Mais il n’est pas surprenant que le génome Z ne soit pas répandu parmi les espèces aujourd’hui. Le génome Z crée un ADN très stable, mais pas flexible, a déclaré Zhao. Pour de nombreux événements biologiques, tels que la réplication de l’ADN, nous devons décompresser le double brin, et la liaison hydrogène supplémentaire rend la décompression plus difficile, a-t-elle déclaré. « Je pense que c’est plus adapté aux environnements chauds et difficiles, mais pas à cet environnement plus confortable pour le moment », a déclaré Zhao.

Pourtant, la stabilité du génome Z en fait un candidat idéal pour certaines technologies. Maintenant que les chercheurs savent quelles protéines le virus utilise pour fabriquer ces génomes Z, les scientifiques peuvent les fabriquer eux-mêmes. « Maintenant, nous pouvons produire le génome Z à grande échelle », a déclaré Zhao.

Par exemple, le génome Z peut aider à améliorer la phagothérapie, qui est une méthode de traitement des infections bactériennes qui utilise des bactériophages, généralement lorsque les bactéries développent une résistance aux antibiotiques, a-t-elle déclaré. Ou, il pourrait être utilisé pour améliorer la longévité et la capacité de ciblage des brins d’ADN utilisés en thérapie génique, selon l’article de perspective. De plus, les chercheurs pourraient étudier ce qui pourrait arriver s’ils incorporaient le génome Z dans les cellules pour améliorer le fonctionnement de la cellule, selon l’article de perspective.

Mais il y a encore tellement de questions sans réponse sur le génome Z, a déclaré Zhao.

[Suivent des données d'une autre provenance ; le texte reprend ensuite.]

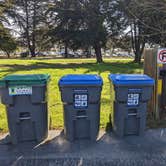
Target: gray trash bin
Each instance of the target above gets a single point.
(81, 102)
(25, 98)
(131, 94)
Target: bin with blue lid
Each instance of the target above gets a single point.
(80, 95)
(25, 98)
(131, 93)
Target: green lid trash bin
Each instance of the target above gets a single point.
(81, 105)
(25, 97)
(131, 93)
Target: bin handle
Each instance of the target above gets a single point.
(81, 116)
(132, 114)
(25, 118)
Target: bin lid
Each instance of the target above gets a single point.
(131, 79)
(29, 79)
(2, 83)
(81, 79)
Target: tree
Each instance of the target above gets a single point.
(7, 42)
(29, 16)
(85, 23)
(147, 24)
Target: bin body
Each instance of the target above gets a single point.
(25, 98)
(131, 94)
(80, 95)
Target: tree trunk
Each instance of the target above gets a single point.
(98, 53)
(8, 54)
(33, 50)
(66, 50)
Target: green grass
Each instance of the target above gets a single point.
(58, 68)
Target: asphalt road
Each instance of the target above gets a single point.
(148, 150)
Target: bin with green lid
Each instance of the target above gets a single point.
(25, 97)
(81, 102)
(131, 93)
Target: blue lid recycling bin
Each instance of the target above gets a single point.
(131, 93)
(80, 95)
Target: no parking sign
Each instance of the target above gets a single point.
(161, 56)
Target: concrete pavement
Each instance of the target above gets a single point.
(148, 150)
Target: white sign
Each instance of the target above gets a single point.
(161, 56)
(133, 99)
(20, 90)
(80, 100)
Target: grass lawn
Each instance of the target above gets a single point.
(57, 68)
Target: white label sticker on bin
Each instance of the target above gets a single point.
(80, 100)
(20, 90)
(133, 99)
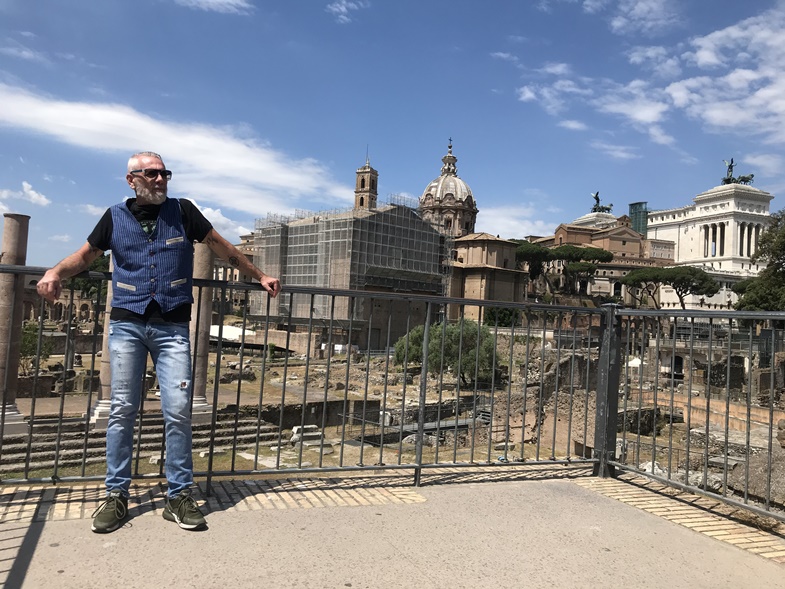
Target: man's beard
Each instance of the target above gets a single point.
(150, 197)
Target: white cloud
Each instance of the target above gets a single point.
(19, 51)
(27, 193)
(645, 16)
(556, 69)
(342, 9)
(618, 152)
(223, 6)
(637, 102)
(573, 125)
(506, 57)
(32, 196)
(768, 164)
(527, 93)
(655, 59)
(229, 229)
(593, 6)
(221, 165)
(513, 222)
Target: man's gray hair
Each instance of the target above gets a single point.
(133, 161)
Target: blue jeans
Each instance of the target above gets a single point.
(170, 347)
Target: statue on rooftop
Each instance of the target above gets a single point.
(729, 179)
(598, 208)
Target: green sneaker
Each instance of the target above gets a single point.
(184, 510)
(111, 514)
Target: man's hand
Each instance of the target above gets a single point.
(50, 286)
(271, 285)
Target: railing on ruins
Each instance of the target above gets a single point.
(379, 380)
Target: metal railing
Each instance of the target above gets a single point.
(606, 387)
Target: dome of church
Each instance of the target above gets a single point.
(448, 185)
(447, 203)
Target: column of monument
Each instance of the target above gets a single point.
(15, 228)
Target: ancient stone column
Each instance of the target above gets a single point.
(200, 335)
(14, 253)
(100, 416)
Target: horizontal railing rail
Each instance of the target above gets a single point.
(321, 380)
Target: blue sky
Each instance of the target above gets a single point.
(270, 106)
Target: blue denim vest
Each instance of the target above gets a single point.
(158, 266)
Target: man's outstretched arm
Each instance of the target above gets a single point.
(51, 285)
(226, 251)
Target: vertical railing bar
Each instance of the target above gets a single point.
(475, 388)
(386, 384)
(748, 420)
(67, 351)
(367, 383)
(33, 395)
(423, 391)
(655, 416)
(644, 347)
(493, 385)
(557, 385)
(457, 369)
(727, 415)
(216, 388)
(572, 389)
(526, 360)
(672, 403)
(284, 383)
(541, 392)
(352, 302)
(405, 375)
(327, 378)
(707, 391)
(441, 387)
(305, 380)
(510, 365)
(241, 360)
(769, 453)
(585, 453)
(93, 350)
(691, 371)
(265, 354)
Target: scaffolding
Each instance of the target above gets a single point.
(389, 248)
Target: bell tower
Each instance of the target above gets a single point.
(365, 190)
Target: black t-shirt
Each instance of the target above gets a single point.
(196, 229)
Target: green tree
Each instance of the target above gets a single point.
(461, 353)
(29, 346)
(533, 257)
(577, 271)
(766, 292)
(644, 283)
(690, 280)
(506, 317)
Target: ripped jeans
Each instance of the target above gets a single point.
(170, 347)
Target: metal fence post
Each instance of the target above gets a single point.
(423, 391)
(607, 409)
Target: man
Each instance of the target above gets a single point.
(151, 238)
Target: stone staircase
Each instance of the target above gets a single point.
(71, 446)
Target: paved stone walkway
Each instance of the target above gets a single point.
(726, 528)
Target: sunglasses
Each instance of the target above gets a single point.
(152, 173)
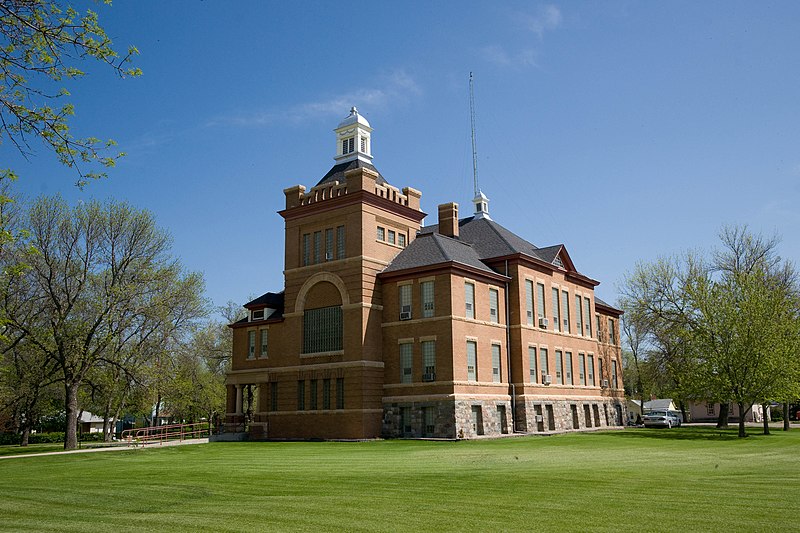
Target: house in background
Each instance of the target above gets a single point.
(385, 327)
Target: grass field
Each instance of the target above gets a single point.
(688, 479)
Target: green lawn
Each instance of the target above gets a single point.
(688, 479)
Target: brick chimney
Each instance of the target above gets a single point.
(448, 219)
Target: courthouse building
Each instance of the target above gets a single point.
(388, 328)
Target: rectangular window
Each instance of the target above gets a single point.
(556, 314)
(301, 395)
(469, 296)
(329, 244)
(340, 393)
(532, 363)
(326, 393)
(559, 367)
(322, 329)
(306, 249)
(251, 344)
(406, 354)
(405, 301)
(263, 342)
(493, 305)
(612, 334)
(543, 368)
(317, 247)
(529, 301)
(540, 300)
(472, 361)
(426, 290)
(587, 308)
(312, 404)
(340, 242)
(568, 368)
(273, 395)
(429, 360)
(496, 363)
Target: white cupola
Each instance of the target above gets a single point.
(481, 205)
(353, 139)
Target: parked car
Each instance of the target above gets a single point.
(664, 419)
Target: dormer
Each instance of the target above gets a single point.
(353, 139)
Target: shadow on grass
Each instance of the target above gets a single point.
(684, 433)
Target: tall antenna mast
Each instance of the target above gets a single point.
(474, 145)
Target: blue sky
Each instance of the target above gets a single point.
(625, 130)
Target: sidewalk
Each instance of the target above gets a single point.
(112, 448)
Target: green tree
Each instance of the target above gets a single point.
(42, 45)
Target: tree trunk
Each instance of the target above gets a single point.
(742, 432)
(71, 404)
(722, 420)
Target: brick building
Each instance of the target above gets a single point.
(388, 328)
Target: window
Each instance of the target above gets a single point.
(251, 344)
(273, 395)
(340, 242)
(406, 354)
(529, 301)
(322, 329)
(496, 363)
(329, 244)
(429, 360)
(543, 363)
(532, 363)
(540, 300)
(317, 247)
(312, 404)
(556, 320)
(568, 368)
(469, 296)
(340, 393)
(306, 249)
(587, 307)
(472, 358)
(301, 395)
(405, 300)
(426, 288)
(326, 393)
(263, 352)
(559, 367)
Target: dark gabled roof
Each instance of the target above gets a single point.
(430, 249)
(273, 300)
(337, 172)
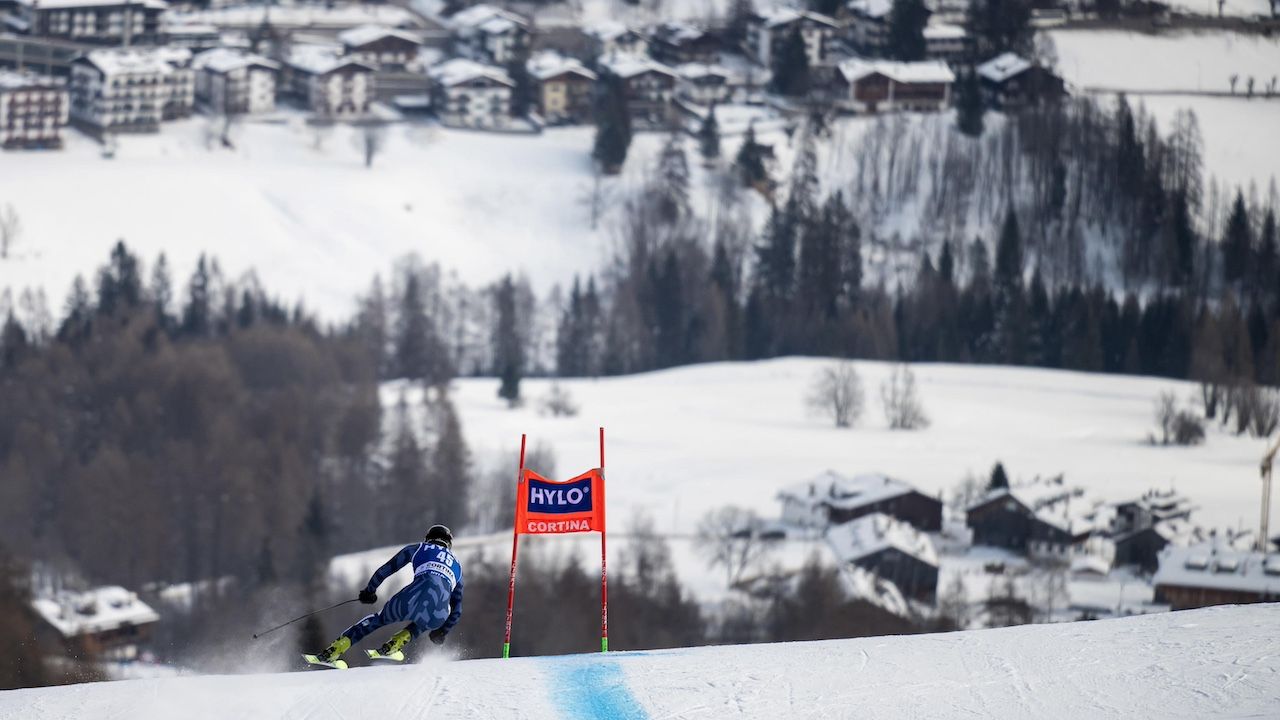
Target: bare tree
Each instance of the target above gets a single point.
(1166, 409)
(731, 538)
(837, 392)
(903, 408)
(373, 139)
(10, 228)
(558, 402)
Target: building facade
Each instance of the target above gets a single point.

Par exemple, elle espère comprendre si sa structure 3D présente des différences par rapport à celle de l’ADN normal, tandis que Kaminski espère explorer davantage les avantages que ce génome Z donne au bactériophage autre que de l’aider à échapper aux protéines de défense de la bactérie.

On ne sait pas si le génome Z peut également constituer des brins de l’ARN relatif de l’ADN, selon l’article de perspective. Il n’est même pas clair si ce génome Z peut s’intégrer dans les gènes de l’hôte bactérien d’un virus. Ce qui ressort clairement de ces études, c’est que le génome Z est plus répandu que nous ne le pensions – et a probablement une histoire évolutive très intéressante.

Publié à l’origine sur 45Secondes.fr.